Divergence des points de vue
Chose promise, chose due, le séminaire est prévu dans la station balnéaire de Saly Portudal mais risque de se tenir dans la divergence. En effet, certains députés de la mouvance présidentielle ont émis le souhait de rentrer chez eux le dimanche soir et de rallier par leurs propres moyens l’hémicycle de la place Soweto, alors que du côté du Palais, on milite pour un convoyage en bus le lundi matin pour regagner directement l’Assemblée nationale. Un manque de confiance notoire qui est en train de miner le groupe parlementaire de la mouvance présidentielle.
Les craintes du Président Macky Sall
Il faut savoir que pour cette XIVe législature qui sera inédite au Sénégal, la cohabitation est inévitable. Hormis le poste de président de l’Assemblée nationale qui sera âprement disputé, les 8 postes de vice-présidents seront équitablement répartis. Aussi bien la mouvance présidentielle et l’opposition auront, chacune, 4 vice-présidents (2 hommes et 2 femmes) pour chaque camp. En ce qui concerne les Secrétaires élus, chaque camp disposera de 3 postes (2 hommes et 1 femme) alors que le poste de premier questeur reviendra au camp majoritaire et le deuxième à l’autre. Donc, la première crainte du Président Macky Sall résidera dans le choix du candidat au Perchoir de l’Assemblée nationale. Un choix qui ne fera pas l’unanimité engendrerait assurément des frustrations et des risques de vote-sanction. Donc de perdre le Perchoir. Surtout que le vote est secret et les intentions fermes, même la main sur le Coran de nos politiciens, n’engagent que ceux qui veulent bien y croire. Et Macky Sall connait bien les girouettes politiques auxquelles il a affaire. Il s’y ajoute aussi que le vote intervient dans un contexte marqué par la bouderie des alliés du Parti socialiste – formation en proie à une crise profonde. Se considérant comme méprisés ou sous-estimés, les Socialistes pourraient retourner leur veste et fragiliser davantage le camp présidentiel à la majorité pour le moins aléatoire.

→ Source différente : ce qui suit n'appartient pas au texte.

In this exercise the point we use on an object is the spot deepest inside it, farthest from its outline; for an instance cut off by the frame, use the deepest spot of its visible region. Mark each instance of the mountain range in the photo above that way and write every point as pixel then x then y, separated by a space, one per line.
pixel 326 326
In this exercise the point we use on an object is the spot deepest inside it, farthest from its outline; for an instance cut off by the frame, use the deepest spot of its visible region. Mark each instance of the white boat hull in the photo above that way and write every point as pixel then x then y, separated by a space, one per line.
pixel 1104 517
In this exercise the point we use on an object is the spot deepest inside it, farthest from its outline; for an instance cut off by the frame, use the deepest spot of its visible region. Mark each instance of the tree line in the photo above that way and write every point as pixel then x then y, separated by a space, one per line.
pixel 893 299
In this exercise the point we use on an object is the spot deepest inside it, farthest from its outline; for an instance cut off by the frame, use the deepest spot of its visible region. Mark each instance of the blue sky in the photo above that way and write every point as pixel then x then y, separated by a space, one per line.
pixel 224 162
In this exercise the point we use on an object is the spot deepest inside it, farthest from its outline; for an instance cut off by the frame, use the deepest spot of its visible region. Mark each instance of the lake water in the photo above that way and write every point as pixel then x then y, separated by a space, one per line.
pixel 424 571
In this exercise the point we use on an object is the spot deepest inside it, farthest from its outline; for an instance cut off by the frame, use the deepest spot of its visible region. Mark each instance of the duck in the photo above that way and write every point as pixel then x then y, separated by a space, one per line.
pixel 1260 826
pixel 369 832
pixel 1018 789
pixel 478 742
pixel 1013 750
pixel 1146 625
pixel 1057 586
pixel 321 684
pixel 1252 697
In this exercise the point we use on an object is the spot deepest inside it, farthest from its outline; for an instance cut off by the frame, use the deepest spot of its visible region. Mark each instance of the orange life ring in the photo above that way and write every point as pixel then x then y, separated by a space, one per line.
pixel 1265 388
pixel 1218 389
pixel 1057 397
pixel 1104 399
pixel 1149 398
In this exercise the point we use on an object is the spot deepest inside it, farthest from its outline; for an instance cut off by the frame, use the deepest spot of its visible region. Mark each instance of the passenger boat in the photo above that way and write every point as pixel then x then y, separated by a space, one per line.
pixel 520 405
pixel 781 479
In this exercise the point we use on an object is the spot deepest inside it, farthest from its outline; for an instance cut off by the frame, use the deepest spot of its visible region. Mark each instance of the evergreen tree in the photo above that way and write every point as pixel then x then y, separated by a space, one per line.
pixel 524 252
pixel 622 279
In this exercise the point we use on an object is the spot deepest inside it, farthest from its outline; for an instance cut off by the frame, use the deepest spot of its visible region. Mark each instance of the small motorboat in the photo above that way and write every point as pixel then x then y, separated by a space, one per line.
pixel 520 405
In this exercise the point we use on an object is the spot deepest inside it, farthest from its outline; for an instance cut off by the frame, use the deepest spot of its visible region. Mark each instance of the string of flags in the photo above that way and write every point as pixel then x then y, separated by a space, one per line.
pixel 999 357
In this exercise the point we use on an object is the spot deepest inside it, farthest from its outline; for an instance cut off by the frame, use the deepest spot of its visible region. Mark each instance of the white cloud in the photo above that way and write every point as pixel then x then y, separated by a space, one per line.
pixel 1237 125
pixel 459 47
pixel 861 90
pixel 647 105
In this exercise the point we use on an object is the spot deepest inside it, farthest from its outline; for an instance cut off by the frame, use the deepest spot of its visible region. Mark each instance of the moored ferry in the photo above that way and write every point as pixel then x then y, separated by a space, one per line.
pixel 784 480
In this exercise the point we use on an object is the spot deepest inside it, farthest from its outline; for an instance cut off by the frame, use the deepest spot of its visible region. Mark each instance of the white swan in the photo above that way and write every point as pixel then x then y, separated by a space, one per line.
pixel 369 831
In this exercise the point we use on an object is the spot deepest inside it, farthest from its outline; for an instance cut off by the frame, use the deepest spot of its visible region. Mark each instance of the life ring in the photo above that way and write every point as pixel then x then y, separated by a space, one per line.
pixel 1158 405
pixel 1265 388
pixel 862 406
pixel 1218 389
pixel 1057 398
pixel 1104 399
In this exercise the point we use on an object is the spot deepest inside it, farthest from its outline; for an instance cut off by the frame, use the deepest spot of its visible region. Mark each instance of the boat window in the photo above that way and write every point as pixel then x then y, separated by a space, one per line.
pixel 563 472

Ensuite, le Président Macky Sall devra faire face au spectre du troisième mandat qui ne ferait pas l’unanimité dans son propre camp. Certains députés, à un peu plus d’un an du terme de son mandat qui serait, à leurs yeux son dernier, voudraient marquer une rupture et être plus des «députés du peuple» que des «députés de Macky Sall» pour ne pas plomber leur avenir politique dans un contexte marqué par la percée extraordinaire de l’opposition. Et pour ce faire, une fois n’est pas coutume, ils invoquent le principe sacro-saint de la séparation des pouvoirs.
Enfin, la répartition équitable des 14 commissions (7 commissions pour chaque camp) sera la dernière crainte du Président Macky Sall. Il est vrai que toutes les commissions se valent mais certaines restent encore plus stratégiques que d’autres. Il s’agit des commissions des Finances, des Forces armées, des Lois, Comptable et enfin de la Délégation. Pour la commission Comptable qui a obligation de veiller sur le patrimoine du Parlement et de faire le bilan trimestriel sur ses dépenses, elle serait stratégique selon nos interlocuteurs mais ne joue pas véritablement son rôle. L’honorable député Thierno Bocoum, l’un des derniers occupants du poste aurait eu tous les problèmes du monde pour le faire fonctionner. «Les membres de cette Commission sont réduits à un silence permanent», nous souffle un député de la législature sortante. Quant à celle de la Délégation, c’est une Commission spéciale qui intervient sur des questions spéciales notamment des forces de sécurité et de défense et de guerre.
Il faut aussi noter que pour cette XIVe législature, un député qui est nommé ministre de la République et ensuite limogé de son poste retrouve automatiquement son siège à la faveur d’un projet de loi voté et adopté par la législature sortante.